In the animal kingdom, the mule is a famous hybrid. The mule is a little horse resulting from the mating of a male donkey with a mare, its robustness perfectly suits the hard agricultural work. Unfortunately, animal hybrids, including donkeys, rarely survive. And even if they do, they are often infertile, so they can’t get little mules of their own.

In the plant world, two genetically distinct varieties or plant species can be crossed together. This kind of hybridization is rare but happens even in nature. For example, the Coffea robusta and Coffea arabica came together a century ago and generated a hybrid of Arabica resistant to leaf rust, a widespread coffee disease. Coffee breeders, in turn, used this natural hybrid to develop new varieties of the arabica coffee.

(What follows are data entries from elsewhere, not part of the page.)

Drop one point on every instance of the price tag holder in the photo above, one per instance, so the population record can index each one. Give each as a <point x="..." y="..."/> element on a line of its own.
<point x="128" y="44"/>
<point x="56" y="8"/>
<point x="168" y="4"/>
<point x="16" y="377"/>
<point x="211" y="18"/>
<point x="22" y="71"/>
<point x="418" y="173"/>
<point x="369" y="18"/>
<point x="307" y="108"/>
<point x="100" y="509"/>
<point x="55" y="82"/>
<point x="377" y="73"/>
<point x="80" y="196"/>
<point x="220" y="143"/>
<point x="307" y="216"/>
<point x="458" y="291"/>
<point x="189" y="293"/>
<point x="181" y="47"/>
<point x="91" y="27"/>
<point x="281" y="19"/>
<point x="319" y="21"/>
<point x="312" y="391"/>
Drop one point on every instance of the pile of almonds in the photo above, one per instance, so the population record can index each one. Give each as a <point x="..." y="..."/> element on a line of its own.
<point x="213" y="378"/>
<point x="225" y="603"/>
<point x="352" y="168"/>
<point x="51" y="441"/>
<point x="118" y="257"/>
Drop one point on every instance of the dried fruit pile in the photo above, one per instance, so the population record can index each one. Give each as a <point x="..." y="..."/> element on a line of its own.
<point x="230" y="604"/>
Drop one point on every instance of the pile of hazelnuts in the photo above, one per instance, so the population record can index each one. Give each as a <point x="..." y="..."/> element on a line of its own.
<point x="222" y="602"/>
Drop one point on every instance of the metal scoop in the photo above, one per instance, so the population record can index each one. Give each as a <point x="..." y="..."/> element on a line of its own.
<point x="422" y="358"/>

Nowadays, it’s common practice for plant breeders to cross plants from a wild population of a commercial species of plant like wheat, rice, or coffee with their domesticated counterparts. Especially for widely consumed crops, such breeding strategies have increased yield by as much as 50%, contributing a great deal towards helping to feed the growing human population. On the field, it’s easy to see that hybrids are doing better than their parents. They‘re bigger and produce more: they have more vigor.

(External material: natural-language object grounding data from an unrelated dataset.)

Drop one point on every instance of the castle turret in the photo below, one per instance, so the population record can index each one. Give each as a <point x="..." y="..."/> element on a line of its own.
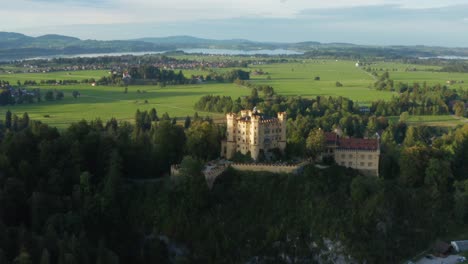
<point x="282" y="118"/>
<point x="255" y="138"/>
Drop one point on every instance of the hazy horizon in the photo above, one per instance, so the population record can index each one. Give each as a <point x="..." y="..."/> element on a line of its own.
<point x="365" y="22"/>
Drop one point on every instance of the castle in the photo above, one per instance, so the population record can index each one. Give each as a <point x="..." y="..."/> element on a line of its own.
<point x="357" y="153"/>
<point x="253" y="133"/>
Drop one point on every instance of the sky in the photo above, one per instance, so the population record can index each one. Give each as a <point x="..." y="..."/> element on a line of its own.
<point x="373" y="22"/>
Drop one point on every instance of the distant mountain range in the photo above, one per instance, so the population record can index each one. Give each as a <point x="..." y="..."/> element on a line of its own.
<point x="14" y="46"/>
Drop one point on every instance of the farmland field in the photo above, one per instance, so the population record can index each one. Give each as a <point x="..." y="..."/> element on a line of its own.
<point x="289" y="79"/>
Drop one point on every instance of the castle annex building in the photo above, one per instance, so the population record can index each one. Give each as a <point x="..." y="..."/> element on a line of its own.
<point x="253" y="132"/>
<point x="357" y="153"/>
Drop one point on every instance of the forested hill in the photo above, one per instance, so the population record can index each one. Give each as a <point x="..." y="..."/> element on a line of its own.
<point x="18" y="46"/>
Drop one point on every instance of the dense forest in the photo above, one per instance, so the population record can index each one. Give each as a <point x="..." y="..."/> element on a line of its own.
<point x="96" y="193"/>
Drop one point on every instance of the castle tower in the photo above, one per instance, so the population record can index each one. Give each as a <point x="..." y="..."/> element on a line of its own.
<point x="228" y="147"/>
<point x="282" y="118"/>
<point x="255" y="133"/>
<point x="255" y="138"/>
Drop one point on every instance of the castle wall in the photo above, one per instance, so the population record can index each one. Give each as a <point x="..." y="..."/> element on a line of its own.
<point x="249" y="132"/>
<point x="366" y="161"/>
<point x="267" y="167"/>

While plant breeders know what this hybrid vigor looks like on the field, and know more or less how to make such hybrids, they’re still unsure about the mechanisms behind their improved performance. For complex characteristics like yield, which rely on many plant biological processes, there is almost always an apparent vigor. But vigor also doesn’t always happen. A hybrid can have vigor in leaf size in a certain location, but not in another. Features like fruit size may show vigor only when hybrids are stressed, for example under dry or shaded conditions.

Today, plant breeders can observe hybrid vigor on the field, and take advantage of it to produce high yielding plants. But, it is still a bit like magic.


For over 10,000 years, we produced food through agriculture. We planted seeds into the ground for sustenance — and got so good at it that it transformed the course of human history entirely. It was a revolution because we didn’t have to rely on finding food in order to be able to consume it: we created it all ourselves.

And so, with the coming of hybridisation — this increase in humans meddling with the nitty gritty of every step of reproduction — comes another revolution. Now, we no longer have to rely on the kinds of food the plant produces. Rather, we can produce the plant for the kind of food we want.

Pest-resistant potatoes? Done. Drought-compliant coffee? Sure. Bigger, better, juicier strawberries? Absolutely.

With our modern day understanding of testing and genetics, we’ve opened for ourselves a new door in the ways we can influence growth to result in what we want. We don’t have all the answers yet, but we do have the tools to someday look into all of the questions, and the framework through which we can solve them. If we are who we are because of the agricultural revolution, then we’ll be further transformed by the revolution of hybridisation — and who’s to say what happens next?